Dealing with vast sets of data takes the ability to scale things on demand.
Developing any high-level content management architecture in the age of big data has uncovered hidden challenges, ones that engineers and program designers never could have anticipated in previous years. While our computer storage and processing capacities continue to expand, the sheer volume of data being produced has led to many computing issues relating to scale.
The von Neumann bottleneck
Even the most sophisticated CMS available on the market cannot hope to handle every single piece of content being churned out. For standard personal computers, this leads to what experts have dubbed the von Neumann bottleneck. As Astoria Software CEO Michael Rosinski recently discussed with The Content Wrangler's Scott Abel, this refers to a common latency issue occurring when discrete processing tasks are completed linearly, one at a time.
The von Neumann bottleneck is easy to understand. Even though processors have increased in speed and computer memory has increased in density, data transfer speeds between the CPU and RAM have not increased. This means that even the most powerful CPU spends as much as 75% of its time waiting for data to load from RAM. CPU designer Jonathan Kang goes even further, claiming that this architecture model results in "wasteful" transfers and implying that the data need not be retrieved from RAM in the first place.
"To scale effectively, implementing predictive algorithms is necessary."
Predictive and intelligent
The solution, as Mr. Kang sees it, is to associate data with the instructions for its use. In that way, as the instructions move into the CPU, the data pertaining to those instructions moves into the CPU cache, or is accessible through an alternate addressing channel designed specifically for data.
Another approach, and one more amenable to large sets of data, is to preprocess the data as it is ingested. We recognize that not all content will be of high value in a particular set – most of it may in fact be of relatively low value – so the ability to approach content management with a sense of data relevance allows programmers to apply CPU and RAM resources to the data with the highest value.
This is at the core of intelligent computing – and intelligent content. Since existing hardware architectures contain limits a computer's ability to transfer data, there is much to be gained by creating data ingestion programs that are able to mimic a human's ability to determine data relevance and recognize content insights – techniques that overcome latency by quickly and efficiently pinpointing only the data we need.

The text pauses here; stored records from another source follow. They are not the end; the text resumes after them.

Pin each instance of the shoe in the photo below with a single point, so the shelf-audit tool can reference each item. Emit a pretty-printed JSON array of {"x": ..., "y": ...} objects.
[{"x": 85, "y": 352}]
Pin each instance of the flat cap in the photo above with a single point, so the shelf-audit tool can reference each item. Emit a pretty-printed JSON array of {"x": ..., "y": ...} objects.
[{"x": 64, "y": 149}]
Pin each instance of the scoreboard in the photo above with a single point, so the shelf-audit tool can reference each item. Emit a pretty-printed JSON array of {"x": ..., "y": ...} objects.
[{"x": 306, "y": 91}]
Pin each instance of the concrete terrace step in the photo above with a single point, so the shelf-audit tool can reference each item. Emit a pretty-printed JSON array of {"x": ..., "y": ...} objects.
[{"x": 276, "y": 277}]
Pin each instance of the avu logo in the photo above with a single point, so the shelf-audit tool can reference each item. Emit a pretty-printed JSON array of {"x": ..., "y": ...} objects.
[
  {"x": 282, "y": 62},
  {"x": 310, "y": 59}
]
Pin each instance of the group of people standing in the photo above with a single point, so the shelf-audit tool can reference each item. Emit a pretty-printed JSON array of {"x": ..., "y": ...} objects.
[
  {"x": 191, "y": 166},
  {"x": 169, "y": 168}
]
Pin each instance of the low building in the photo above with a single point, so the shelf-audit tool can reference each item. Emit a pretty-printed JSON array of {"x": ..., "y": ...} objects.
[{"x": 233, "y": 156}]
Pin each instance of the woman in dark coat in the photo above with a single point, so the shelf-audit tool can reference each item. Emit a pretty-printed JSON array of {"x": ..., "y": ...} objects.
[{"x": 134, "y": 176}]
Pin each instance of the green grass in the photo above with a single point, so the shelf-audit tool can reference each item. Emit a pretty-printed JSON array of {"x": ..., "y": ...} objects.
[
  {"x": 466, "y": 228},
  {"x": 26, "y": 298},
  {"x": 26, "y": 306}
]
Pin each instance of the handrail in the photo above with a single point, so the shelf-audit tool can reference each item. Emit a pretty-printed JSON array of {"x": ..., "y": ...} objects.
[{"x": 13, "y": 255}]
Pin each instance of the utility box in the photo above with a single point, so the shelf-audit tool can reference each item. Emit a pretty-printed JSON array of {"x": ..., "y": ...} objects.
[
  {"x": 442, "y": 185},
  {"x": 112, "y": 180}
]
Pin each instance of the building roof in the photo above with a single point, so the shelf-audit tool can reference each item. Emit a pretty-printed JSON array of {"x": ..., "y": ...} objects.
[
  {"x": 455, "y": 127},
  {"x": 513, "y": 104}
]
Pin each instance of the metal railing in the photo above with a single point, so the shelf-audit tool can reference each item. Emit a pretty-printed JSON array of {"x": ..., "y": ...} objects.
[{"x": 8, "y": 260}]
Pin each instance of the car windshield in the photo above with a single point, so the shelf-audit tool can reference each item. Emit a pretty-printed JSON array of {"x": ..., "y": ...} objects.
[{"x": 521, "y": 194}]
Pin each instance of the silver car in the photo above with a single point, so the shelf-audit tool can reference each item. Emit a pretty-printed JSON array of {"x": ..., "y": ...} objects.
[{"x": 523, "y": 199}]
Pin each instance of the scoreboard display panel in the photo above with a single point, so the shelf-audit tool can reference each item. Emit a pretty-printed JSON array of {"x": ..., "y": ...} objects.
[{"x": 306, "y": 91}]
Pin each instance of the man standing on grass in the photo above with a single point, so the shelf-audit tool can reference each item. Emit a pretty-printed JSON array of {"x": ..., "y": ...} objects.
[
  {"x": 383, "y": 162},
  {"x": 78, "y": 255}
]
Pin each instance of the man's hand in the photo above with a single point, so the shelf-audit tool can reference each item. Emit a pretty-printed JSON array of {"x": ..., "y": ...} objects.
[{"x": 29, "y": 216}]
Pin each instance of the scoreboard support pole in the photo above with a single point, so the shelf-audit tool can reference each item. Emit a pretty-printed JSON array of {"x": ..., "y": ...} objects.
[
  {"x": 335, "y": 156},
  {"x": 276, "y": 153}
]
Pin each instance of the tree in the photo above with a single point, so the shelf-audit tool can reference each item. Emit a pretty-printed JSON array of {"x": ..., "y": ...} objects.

"Every time a piece of intelligent content is processed, the machine 'learns.'"
Content versus computing
Fully intelligent computing (essentially a form of AI) remains elusive, but within the realm of content management, great strides are being made every day. One of the biggest innovations is the changing of approach from placing the full burden on computing to integrating "intelligent" features into the content itself. With the more complicated architecture content languages like XML and DITA, we can add extensive semantic context, aiding the CMS by tagging and flagging data relevance. Every time a piece of intelligent content is processed, the machine "learns" patterns and uses these patterns help deal with issues of scale.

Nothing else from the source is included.